Eigenfett

Eigenfett-Transfer

Das Lipofilling ermöglicht Unregelmäßigkeiten der Körperoberfläche auszugleichen.

Eigenfett, das in einer speziellen Methode schonungsvoll entnommen wird, wächst nach der Transplantation an Ort und Stelle zu einem gewissen Anteil an. Das Angewachsene Fett  bleibt ein Leben lang an dieser Stelle und zeigt, da es körpereigen ist, keine Nebenwirkungen.

In einem ersten Schritt wird Gewebe gewonnen ? meist eignen sich die Region des Bauches und der Flanken oder der Oberschenkel dafür und in weiterer Folge aufbereitet. Das somit schonend gewonnene Eigenfett wird im selben Eingriff mittels Spezialkanülen in die betroffene Körperregion injiziert. Die Transplantierten Fettzellen müssen innerhalb einiger Tage im transplantierten Bereich anwachsen, weshalb eine körperliche Schonung die Voraussetzung für eine gute Einheilung ist.

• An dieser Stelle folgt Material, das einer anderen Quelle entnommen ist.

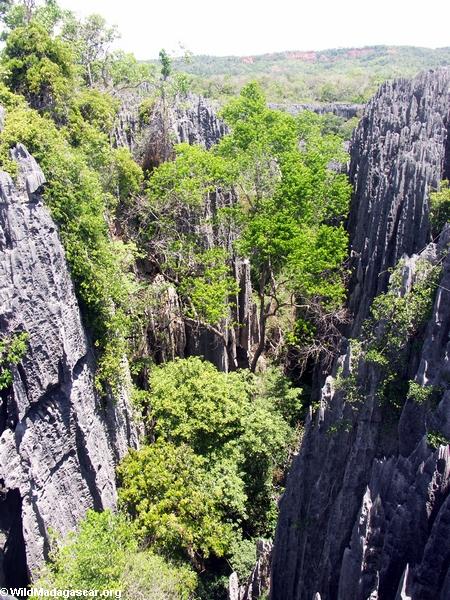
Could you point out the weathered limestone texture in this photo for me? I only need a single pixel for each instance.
(58, 442)
(366, 512)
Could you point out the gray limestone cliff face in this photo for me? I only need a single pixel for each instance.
(58, 443)
(397, 156)
(188, 119)
(366, 513)
(345, 110)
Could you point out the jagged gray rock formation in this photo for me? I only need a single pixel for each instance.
(397, 156)
(186, 119)
(58, 442)
(366, 514)
(340, 109)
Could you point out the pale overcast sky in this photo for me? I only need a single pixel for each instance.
(243, 27)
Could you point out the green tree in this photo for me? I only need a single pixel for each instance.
(39, 67)
(294, 206)
(104, 554)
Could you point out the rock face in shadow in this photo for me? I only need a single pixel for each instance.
(397, 156)
(58, 442)
(365, 514)
(190, 119)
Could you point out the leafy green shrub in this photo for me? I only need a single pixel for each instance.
(424, 394)
(12, 349)
(436, 439)
(219, 442)
(243, 558)
(176, 505)
(104, 554)
(440, 208)
(38, 66)
(78, 202)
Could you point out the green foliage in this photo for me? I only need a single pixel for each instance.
(188, 179)
(104, 554)
(166, 64)
(175, 505)
(13, 348)
(397, 318)
(38, 66)
(436, 439)
(78, 201)
(346, 75)
(440, 208)
(210, 473)
(424, 394)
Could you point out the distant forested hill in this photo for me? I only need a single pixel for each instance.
(350, 74)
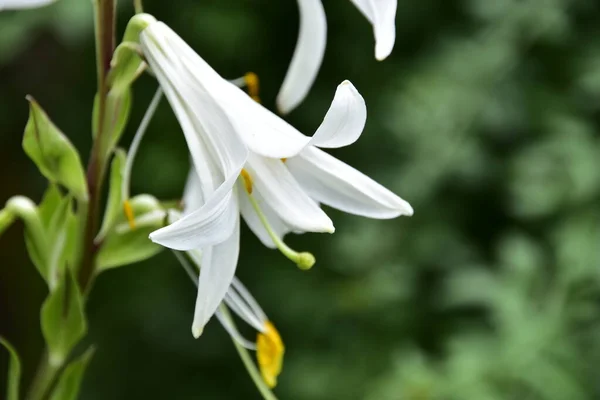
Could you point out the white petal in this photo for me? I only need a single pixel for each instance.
(345, 119)
(307, 57)
(253, 221)
(216, 273)
(193, 198)
(335, 183)
(217, 150)
(282, 192)
(212, 223)
(17, 4)
(382, 15)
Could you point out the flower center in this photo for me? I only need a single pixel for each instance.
(269, 353)
(304, 260)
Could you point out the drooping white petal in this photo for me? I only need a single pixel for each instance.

Dem Lipofilling sind aber auch Grenzen gesetzt. Konturdefekte und kleine Vergrößerungen im Bereich der Brust sind möglich, können jedoch ein Brustimplantat nicht ersetzen. Auch sei an dieser Stelle erwähnt, dass meist mehrere Eingriffe an einer und derselben Körperstelle notwendig sind, da nicht alle transferierten Zellen zur Anheilung kommen.

Eigenfeet Plus

Eigenfett plus – der körpereigene Jungbrunnen

Mit der ACR (Autologe Cellular Rejuvenation), der körpereigenen Zellverjüngung, ist ein neuer Durchbruch in der Anti-Aging-Therapie gelungen.

Anders als bei der Unterspritzung mit Hyaluronsäure, handelt es sich bei diesem Verfahren um die Unterspritzung mit körpereigenem Blutplasma, welches vorab, durch Zentrifugation, mit Thrombozyten (Blutplättchen) angereichert wurde. Das so entstandene Wundermittel nennt sich PRP (platelet-rich plasma) und ist mit Wachstumsfaktoren und Cytokinen angereichert, welche in den Blutplättchen gespeichert sind. Der Gehalt der Wachstumsfaktoren im PRP ist, im Vergleich zum Nativblut, bis zu 6-fach gesteigert.

Wenden Dermatologen dieses mit Wachstumsfaktoren angereicherte Blutplasma gern zur Hauterneuerung und Auffrischung in den typischen Problemzonen (Gesicht, Hals und Decolleté) an, gehen wir noch einen Schritt weiter und vermischen dieses Zaubermittel mit Eigenfett. So genießen Sie gleich den doppelten Effekt.

Durch das,  durch körpereigene Thrombozyten angereicherte, Blutplasma (PRP) werden erstens die geschädigten Hautzellen repariert und die Stammzellen zur Kollagensynthese angeregt. Zweitens werden durch die Eigenfettunterspritzung gleichzeitig vertiefte Falten (z.B: Marionetten- oder Nasolabialfalten), eingefallene Wangen, zerknitterte Handrücken, ect. wieder aufgepolstert. Durch das PRP, das dem Eigenfett beigemengt wurde, kann dieses wiederum vermehrt einheilen, wodurch die Haltbarkeit deutlich verbessert wird. Der riesen Vorteil an dieser Methode ist weiter, dass dies alles ohne körperfremdes Material geschieht und so mögliche Nebenwirkungen maximal reduziert werden. Die ist v.a. auch für Patienten mit einer Neigung zu Allergien oder Unverträglichkeitsreaktionen auf andere Präparate ideal, da es sich zu 100% um körpereigenes Material handelt.

Da eine Überkorrektur der Falten bzw. der Volumenauffüllung meist nicht erwünscht ist, sollte nach 6-12 Monaten eine Auffrischung des Ergebnisses stattfinden.